Generating Training Data

Posted in Uncategorized at 11:26 am by danvk

As you may remember from a previous post, I’ve been doing some work with a collection of old images. The first problem was to write a program to find the individual photos in images like these:


This is easy for humans, but hard for a machine!

A key part of developing any heuristic algorithm like this one is to get some training data. You find the correct answer by hand for some fraction of the data, then judge your program by seeing how its results compare to the “golden” data.

For my photo detection project, the golden data might look like this:


You could generate this sort of data by hand using a photo inspector and a text editor. But it would be tremendously tedious. You wouldn’t want to do this for 100 images unless you were being paid. For a personal project, it’s a non-starter.

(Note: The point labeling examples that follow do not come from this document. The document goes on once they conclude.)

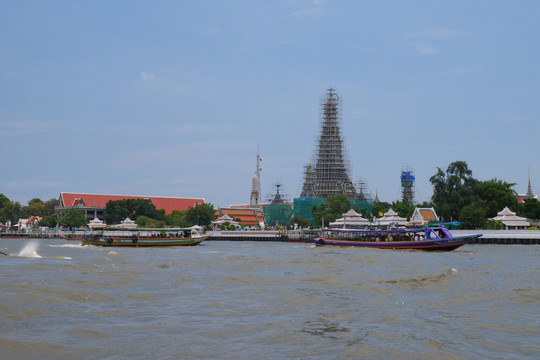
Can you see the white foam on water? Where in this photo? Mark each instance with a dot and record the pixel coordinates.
(30, 250)
(76, 245)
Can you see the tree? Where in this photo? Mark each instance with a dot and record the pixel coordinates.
(116, 211)
(145, 221)
(11, 212)
(473, 216)
(48, 221)
(497, 194)
(4, 201)
(50, 206)
(334, 207)
(378, 209)
(35, 207)
(453, 189)
(201, 214)
(494, 225)
(530, 208)
(300, 221)
(177, 219)
(404, 208)
(72, 218)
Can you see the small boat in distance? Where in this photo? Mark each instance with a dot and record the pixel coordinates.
(146, 237)
(437, 238)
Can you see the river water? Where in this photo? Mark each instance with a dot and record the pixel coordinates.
(251, 300)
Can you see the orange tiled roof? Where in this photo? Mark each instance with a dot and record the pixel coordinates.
(248, 217)
(101, 200)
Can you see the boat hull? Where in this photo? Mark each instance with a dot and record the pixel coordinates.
(428, 245)
(145, 242)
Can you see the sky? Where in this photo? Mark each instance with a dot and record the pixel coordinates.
(175, 98)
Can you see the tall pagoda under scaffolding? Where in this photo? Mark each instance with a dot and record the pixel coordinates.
(330, 173)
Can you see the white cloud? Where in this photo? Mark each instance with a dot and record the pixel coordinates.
(17, 128)
(458, 70)
(437, 33)
(35, 183)
(423, 49)
(147, 76)
(312, 8)
(202, 30)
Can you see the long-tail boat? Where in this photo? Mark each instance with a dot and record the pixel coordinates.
(429, 238)
(146, 237)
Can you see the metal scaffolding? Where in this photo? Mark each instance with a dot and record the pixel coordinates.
(330, 174)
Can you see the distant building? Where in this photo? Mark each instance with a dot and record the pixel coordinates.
(350, 220)
(94, 204)
(224, 219)
(510, 221)
(423, 216)
(329, 174)
(390, 219)
(245, 216)
(529, 195)
(255, 197)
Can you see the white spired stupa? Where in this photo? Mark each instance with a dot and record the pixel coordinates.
(350, 220)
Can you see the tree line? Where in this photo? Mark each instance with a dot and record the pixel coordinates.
(457, 195)
(142, 211)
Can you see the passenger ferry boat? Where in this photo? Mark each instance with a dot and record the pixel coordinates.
(146, 237)
(433, 238)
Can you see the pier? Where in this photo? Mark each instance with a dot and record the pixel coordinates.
(502, 237)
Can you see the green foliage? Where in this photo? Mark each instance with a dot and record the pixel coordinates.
(117, 211)
(201, 214)
(72, 218)
(404, 208)
(12, 212)
(35, 207)
(378, 209)
(453, 189)
(146, 222)
(494, 225)
(177, 219)
(473, 216)
(301, 221)
(48, 221)
(497, 194)
(4, 201)
(334, 208)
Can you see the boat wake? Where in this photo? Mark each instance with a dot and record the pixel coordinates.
(422, 280)
(78, 246)
(30, 250)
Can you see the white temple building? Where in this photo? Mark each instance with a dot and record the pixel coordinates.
(128, 224)
(350, 220)
(225, 218)
(511, 221)
(96, 223)
(391, 220)
(423, 216)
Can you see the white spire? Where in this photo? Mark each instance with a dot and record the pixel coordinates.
(255, 198)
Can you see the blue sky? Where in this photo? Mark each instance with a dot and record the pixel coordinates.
(172, 98)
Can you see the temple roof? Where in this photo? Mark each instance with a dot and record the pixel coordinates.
(100, 200)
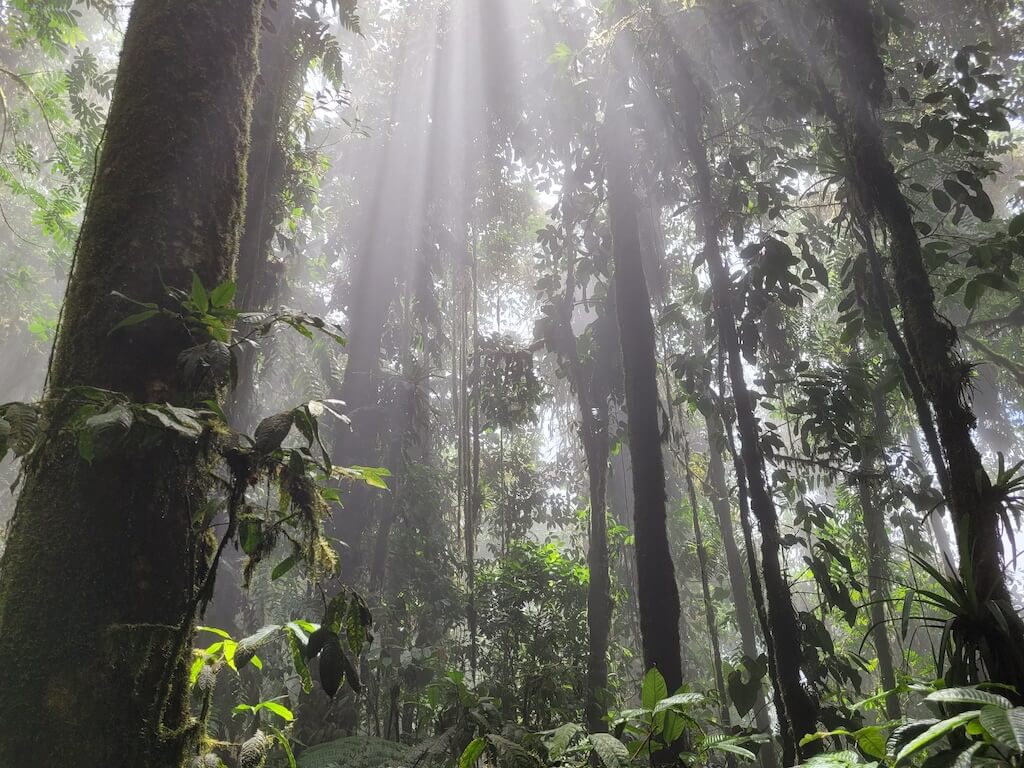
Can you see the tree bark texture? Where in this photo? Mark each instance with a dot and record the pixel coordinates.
(98, 581)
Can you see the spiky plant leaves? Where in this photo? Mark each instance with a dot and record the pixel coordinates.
(332, 666)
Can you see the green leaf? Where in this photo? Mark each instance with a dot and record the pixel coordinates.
(472, 753)
(611, 752)
(653, 689)
(561, 55)
(969, 694)
(199, 296)
(1005, 725)
(936, 732)
(278, 709)
(283, 740)
(373, 476)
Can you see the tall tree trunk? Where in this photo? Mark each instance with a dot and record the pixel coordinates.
(932, 343)
(99, 577)
(710, 616)
(784, 726)
(260, 279)
(878, 557)
(657, 594)
(592, 386)
(945, 558)
(743, 610)
(782, 620)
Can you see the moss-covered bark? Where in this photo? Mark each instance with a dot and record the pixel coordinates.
(656, 590)
(801, 709)
(931, 341)
(98, 578)
(260, 274)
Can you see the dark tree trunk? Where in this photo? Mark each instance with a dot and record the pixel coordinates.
(710, 615)
(877, 541)
(99, 577)
(744, 612)
(782, 620)
(260, 278)
(657, 594)
(784, 726)
(932, 344)
(591, 382)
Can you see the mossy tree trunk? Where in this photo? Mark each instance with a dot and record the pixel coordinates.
(260, 274)
(656, 591)
(743, 608)
(932, 343)
(783, 623)
(97, 584)
(877, 541)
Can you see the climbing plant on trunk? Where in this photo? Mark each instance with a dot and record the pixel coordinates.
(657, 594)
(101, 568)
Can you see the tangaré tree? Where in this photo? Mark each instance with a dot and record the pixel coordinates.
(801, 709)
(974, 501)
(102, 565)
(656, 591)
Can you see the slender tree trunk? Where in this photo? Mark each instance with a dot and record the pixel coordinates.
(878, 554)
(99, 578)
(783, 623)
(946, 560)
(790, 755)
(744, 612)
(260, 279)
(932, 343)
(710, 617)
(657, 594)
(592, 389)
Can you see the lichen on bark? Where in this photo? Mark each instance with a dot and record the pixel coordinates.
(98, 578)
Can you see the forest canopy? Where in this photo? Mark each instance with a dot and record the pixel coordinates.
(511, 383)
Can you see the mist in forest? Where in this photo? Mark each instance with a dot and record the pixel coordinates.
(494, 383)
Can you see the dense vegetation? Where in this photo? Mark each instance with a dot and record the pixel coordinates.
(512, 383)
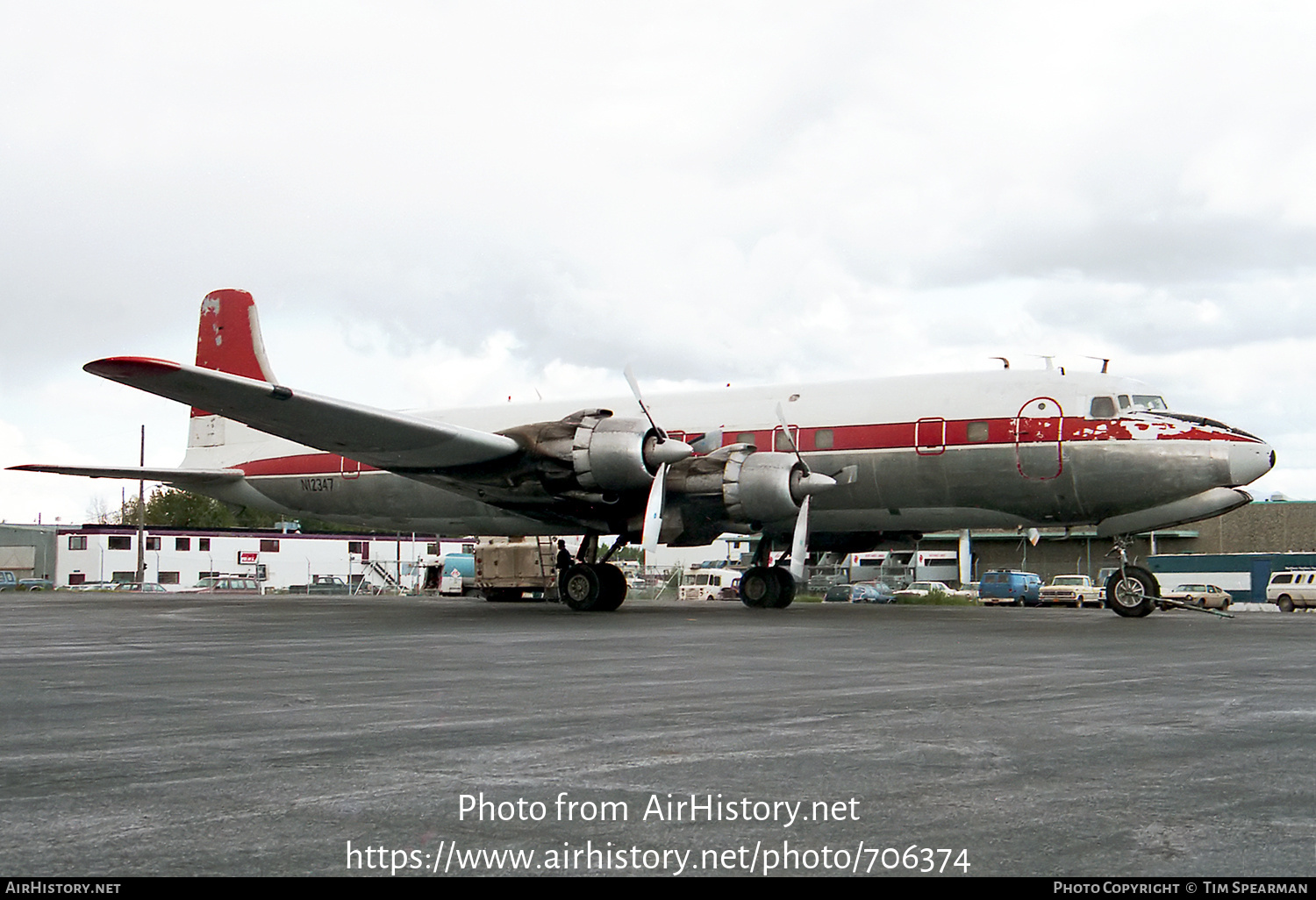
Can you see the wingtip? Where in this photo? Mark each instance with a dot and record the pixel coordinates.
(118, 368)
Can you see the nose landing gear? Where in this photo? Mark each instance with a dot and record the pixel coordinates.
(1132, 591)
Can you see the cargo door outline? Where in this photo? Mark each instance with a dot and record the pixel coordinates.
(929, 436)
(1037, 439)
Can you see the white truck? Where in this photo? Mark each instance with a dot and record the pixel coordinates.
(1070, 591)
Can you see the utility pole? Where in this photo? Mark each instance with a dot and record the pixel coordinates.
(141, 516)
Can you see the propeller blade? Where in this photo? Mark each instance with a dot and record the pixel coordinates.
(653, 511)
(800, 544)
(634, 389)
(795, 446)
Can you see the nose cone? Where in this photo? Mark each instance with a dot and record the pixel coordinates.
(1249, 461)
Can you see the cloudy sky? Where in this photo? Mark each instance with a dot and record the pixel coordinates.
(453, 203)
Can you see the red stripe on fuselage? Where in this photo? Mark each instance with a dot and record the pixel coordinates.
(897, 436)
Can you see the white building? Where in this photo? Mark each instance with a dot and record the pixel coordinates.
(184, 555)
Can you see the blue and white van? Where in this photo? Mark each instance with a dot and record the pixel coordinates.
(1011, 587)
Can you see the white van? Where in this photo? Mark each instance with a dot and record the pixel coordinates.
(1292, 589)
(710, 584)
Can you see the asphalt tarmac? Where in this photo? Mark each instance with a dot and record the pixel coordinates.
(336, 736)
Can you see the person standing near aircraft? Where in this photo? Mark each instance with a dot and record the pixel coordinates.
(565, 562)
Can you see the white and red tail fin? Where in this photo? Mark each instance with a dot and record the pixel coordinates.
(228, 339)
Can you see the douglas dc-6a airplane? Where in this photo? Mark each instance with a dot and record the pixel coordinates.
(829, 468)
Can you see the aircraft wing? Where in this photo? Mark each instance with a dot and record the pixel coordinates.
(376, 437)
(168, 475)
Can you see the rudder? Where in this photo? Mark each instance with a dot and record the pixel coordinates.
(228, 339)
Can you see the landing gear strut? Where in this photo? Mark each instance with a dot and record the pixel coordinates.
(1132, 591)
(766, 587)
(592, 586)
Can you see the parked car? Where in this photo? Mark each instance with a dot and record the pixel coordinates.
(144, 587)
(1071, 591)
(11, 582)
(883, 591)
(226, 584)
(1011, 587)
(1202, 595)
(1294, 589)
(857, 594)
(924, 589)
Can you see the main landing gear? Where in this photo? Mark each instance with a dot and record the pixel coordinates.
(766, 587)
(1132, 591)
(591, 586)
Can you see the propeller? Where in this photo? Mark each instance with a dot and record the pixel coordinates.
(653, 511)
(808, 484)
(800, 542)
(661, 450)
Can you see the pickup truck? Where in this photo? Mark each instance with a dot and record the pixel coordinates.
(1070, 591)
(321, 584)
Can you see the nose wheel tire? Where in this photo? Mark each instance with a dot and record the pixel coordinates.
(768, 587)
(1132, 594)
(597, 587)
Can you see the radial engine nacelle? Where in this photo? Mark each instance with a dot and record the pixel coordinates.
(618, 454)
(597, 452)
(752, 487)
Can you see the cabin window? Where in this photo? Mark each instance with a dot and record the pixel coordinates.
(1103, 408)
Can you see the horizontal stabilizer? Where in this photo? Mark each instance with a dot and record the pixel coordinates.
(170, 475)
(376, 437)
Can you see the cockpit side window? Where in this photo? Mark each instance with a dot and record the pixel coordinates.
(1102, 408)
(1149, 402)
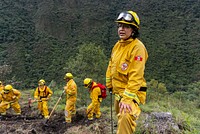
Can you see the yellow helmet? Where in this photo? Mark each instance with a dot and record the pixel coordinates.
(87, 82)
(68, 75)
(8, 88)
(41, 82)
(129, 17)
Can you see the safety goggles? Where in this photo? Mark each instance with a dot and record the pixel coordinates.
(123, 25)
(6, 91)
(126, 17)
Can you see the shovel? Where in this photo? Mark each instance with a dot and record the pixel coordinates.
(5, 103)
(46, 120)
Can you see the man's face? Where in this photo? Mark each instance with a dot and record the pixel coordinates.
(124, 31)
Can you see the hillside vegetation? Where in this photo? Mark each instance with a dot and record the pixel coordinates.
(44, 39)
(38, 37)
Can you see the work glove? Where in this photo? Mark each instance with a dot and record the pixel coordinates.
(110, 90)
(45, 99)
(15, 98)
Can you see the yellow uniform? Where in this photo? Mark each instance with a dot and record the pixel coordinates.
(94, 107)
(125, 75)
(10, 99)
(71, 95)
(42, 94)
(1, 89)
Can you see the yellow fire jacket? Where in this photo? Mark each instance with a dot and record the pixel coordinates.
(44, 92)
(1, 88)
(71, 90)
(125, 72)
(13, 95)
(94, 95)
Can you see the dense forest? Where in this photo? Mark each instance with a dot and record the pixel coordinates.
(47, 38)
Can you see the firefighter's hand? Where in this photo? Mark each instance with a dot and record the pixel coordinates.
(125, 107)
(15, 97)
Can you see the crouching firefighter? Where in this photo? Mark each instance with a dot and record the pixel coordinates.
(42, 95)
(10, 98)
(95, 92)
(71, 96)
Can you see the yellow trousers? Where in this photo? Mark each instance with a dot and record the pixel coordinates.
(16, 107)
(91, 110)
(70, 109)
(126, 121)
(43, 108)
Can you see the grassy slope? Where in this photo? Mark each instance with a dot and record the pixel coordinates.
(185, 113)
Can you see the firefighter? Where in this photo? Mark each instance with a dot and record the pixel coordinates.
(125, 72)
(1, 88)
(71, 96)
(10, 98)
(42, 94)
(95, 92)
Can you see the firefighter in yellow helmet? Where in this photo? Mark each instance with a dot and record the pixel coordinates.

A little bit of usability work here can go a long way. For this project, I built a simple web tool using my localturk service. It’s a tool which helps you step through repetitive tasks using a web browser. It exposes the exact same API as Amazon’s Mechanical Turk: CSV input + HTML TemplateCSV output. But it runs on your own machine and you do the work yourself. No external turkers or exchange of money involved.

My tool shows the original image on the page and asks you to drag rectangles across the individual photos. You can resize or move the rectangles after you draw them:


Click the image to try this tool in your browser.

localturk records the responses in a a CSV output file which you can use as your golden data. The whole process is done visually in your browser.

I’d estimate I spent maybe an hour creating that template and half an hour stepping through the 100 photos. This may or may not compare favorably to the photo inspector and text editor process I described above, but it was certainly more enjoyable.

In his Machine Learning class, Andrew Ng says that you should ask “how hard would it be to get 10x more training data?” With this fancier system, it would take a few hours. Or I could upload 1,000 tasks to Mechanical Turk and trade time for money.

How do other ML people generate small amounts of training data?